You can find a short description on Wikipedia: https://en.wikipedia.org/wiki/MIMO#Mathematical_description
If you want to learn the topic in detail, I recommend Chapter 3 in my book "Introduction to Multiple Antenna Communications and Reconfigurable Surfaces" which you can download here:
Book Introduction to Multiple Antenna Communications and Reconfig...
The channel capacity of a MIMO antenna, which represents the maximum achievable data rate for reliable communication, can be calculated using various methods depending on the specific details and desired level of accuracy. Here are two main approaches:
1. Theoretical Formula:
The theoretical formula for MIMO channel capacity, derived by Telatar in 1999, is:
C = sum(log2(1 + λi/σ^2))
where:
C is the channel capacity in bits/s/Hz
λi are the eigenvalues of the channel covariance matrix (obtained from the channel matrix H)
σ^2 is the noise variance
This formula provides the upper limit of achievable capacity under ideal conditions and can be helpful for comparing different MIMO configurations. However, it requires knowledge of the complete channel matrix, which might not be readily available in practical scenarios.
2. Numerical Methods:
For more practical calculations, especially when dealing with complex channel environments or limited information, numerical methods are often employed. Here are some common techniques:
Monte Carlo simulations: This method involves generating a large number of random channel realizations and estimating the average channel capacity based on the theoretical formula for each realization. It's computationally expensive but provides statistically accurate results.
Water-filling algorithm: This iterative algorithm optimizes power allocation across different subchannels within the MIMO system to maximize the overall channel capacity. It's efficient and widely used in practical MIMO systems.

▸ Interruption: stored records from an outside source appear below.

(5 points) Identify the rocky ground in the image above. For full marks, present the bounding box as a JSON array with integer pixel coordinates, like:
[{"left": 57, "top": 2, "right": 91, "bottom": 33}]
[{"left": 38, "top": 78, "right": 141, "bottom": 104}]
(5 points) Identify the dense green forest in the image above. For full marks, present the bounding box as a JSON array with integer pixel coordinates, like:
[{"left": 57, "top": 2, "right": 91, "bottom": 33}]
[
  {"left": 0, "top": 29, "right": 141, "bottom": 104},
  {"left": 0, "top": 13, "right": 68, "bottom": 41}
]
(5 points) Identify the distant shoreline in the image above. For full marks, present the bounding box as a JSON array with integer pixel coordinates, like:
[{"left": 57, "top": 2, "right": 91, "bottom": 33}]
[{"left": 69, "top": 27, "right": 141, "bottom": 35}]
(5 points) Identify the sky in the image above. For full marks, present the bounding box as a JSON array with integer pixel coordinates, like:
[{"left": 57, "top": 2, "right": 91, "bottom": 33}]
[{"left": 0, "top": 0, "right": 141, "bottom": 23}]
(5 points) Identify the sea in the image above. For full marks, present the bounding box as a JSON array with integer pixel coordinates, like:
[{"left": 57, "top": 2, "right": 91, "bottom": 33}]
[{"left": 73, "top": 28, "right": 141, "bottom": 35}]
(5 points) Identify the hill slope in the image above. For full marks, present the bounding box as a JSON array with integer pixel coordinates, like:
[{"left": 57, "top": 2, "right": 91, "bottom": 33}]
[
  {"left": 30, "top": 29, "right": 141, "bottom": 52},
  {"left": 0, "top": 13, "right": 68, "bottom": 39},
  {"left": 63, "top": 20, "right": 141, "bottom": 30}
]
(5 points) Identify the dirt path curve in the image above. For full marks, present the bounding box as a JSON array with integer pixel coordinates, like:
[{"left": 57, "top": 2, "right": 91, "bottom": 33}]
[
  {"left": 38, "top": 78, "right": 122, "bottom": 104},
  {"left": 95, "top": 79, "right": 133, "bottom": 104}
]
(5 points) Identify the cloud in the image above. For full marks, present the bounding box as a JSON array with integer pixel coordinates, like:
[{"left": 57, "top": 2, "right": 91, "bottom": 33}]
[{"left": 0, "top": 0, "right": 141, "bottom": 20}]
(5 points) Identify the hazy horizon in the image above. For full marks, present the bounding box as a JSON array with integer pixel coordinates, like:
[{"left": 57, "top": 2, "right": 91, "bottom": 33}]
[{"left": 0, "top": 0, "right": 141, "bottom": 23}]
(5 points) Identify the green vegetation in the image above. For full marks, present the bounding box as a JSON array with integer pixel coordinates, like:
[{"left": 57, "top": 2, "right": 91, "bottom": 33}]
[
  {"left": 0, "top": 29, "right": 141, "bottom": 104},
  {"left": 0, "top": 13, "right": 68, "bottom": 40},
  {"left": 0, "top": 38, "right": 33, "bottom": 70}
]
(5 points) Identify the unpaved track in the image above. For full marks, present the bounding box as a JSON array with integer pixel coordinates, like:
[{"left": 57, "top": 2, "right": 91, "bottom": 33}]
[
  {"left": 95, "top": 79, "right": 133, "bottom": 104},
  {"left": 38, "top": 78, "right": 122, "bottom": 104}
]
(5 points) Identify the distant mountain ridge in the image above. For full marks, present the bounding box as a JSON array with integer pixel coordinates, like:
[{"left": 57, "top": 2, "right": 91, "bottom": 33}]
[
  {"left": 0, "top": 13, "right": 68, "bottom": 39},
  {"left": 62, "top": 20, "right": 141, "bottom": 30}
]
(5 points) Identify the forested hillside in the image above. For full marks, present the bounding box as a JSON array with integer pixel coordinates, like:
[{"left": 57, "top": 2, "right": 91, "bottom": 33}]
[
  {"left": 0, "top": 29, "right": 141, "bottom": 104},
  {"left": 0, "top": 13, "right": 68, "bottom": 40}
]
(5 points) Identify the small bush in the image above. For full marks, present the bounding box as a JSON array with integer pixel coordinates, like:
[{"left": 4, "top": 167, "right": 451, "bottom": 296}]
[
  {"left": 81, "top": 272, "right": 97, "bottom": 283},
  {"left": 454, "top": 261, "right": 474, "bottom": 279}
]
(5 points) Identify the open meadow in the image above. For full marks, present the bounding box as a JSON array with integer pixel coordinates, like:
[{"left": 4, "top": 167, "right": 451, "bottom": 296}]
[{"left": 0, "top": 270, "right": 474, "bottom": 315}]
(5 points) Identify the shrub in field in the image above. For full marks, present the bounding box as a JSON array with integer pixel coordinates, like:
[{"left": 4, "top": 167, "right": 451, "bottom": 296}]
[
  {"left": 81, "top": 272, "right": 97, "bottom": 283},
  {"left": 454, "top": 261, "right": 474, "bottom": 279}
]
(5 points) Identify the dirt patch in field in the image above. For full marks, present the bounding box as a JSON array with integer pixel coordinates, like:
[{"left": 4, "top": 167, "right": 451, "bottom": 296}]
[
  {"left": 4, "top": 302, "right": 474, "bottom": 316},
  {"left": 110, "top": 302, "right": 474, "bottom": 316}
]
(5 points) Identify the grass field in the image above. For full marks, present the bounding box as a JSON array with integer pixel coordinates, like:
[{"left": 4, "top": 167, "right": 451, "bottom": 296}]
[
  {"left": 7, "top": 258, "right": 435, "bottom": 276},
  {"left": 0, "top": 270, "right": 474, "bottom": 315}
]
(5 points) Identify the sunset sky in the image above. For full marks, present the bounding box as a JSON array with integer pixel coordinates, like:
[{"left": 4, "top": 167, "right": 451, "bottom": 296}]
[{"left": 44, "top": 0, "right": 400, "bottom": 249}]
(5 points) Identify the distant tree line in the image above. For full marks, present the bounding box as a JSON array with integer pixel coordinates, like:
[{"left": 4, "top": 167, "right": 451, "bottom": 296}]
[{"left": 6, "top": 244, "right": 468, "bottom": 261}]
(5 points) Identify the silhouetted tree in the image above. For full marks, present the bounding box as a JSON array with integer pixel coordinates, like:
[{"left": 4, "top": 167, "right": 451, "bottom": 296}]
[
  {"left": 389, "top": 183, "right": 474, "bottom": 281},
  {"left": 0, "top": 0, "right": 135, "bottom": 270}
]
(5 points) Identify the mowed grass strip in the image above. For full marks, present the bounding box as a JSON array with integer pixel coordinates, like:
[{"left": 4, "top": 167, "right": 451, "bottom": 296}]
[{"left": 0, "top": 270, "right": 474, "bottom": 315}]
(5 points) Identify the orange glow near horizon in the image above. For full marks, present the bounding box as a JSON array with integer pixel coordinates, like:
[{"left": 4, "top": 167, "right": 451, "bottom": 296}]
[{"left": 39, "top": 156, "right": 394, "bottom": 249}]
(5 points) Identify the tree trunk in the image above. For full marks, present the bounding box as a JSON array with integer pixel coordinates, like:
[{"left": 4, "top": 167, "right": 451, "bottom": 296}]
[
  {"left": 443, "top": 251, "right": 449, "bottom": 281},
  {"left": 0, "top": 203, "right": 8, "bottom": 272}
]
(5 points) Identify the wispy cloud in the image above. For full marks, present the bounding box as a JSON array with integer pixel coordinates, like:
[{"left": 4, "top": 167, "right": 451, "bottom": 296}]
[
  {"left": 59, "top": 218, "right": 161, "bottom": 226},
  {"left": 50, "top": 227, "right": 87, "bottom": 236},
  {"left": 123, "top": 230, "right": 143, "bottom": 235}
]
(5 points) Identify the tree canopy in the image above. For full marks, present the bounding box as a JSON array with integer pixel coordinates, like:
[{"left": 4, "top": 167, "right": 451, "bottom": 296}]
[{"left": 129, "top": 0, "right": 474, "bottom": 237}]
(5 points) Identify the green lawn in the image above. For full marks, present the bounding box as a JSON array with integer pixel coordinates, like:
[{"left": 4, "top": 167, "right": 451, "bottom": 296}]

Software tools: Various software tools and libraries are available for MIMO channel analysis and capacity calculations. These tools often integrate various methods and offer user-friendly interfaces for specific applications.
Choosing the most suitable method depends on factors like the available information about the channel, desired accuracy level, and computational resources.
Additional factors to consider:
Number of antennas: Increasing the number of antennas on both transmit and receive sides generally leads to higher channel capacity.
Channel conditions: Fading, interference, and other channel impairments can significantly impact the achievable capacity.
Coding scheme: The employed coding scheme plays a crucial role in achieving reliable communication at a given channel capacity.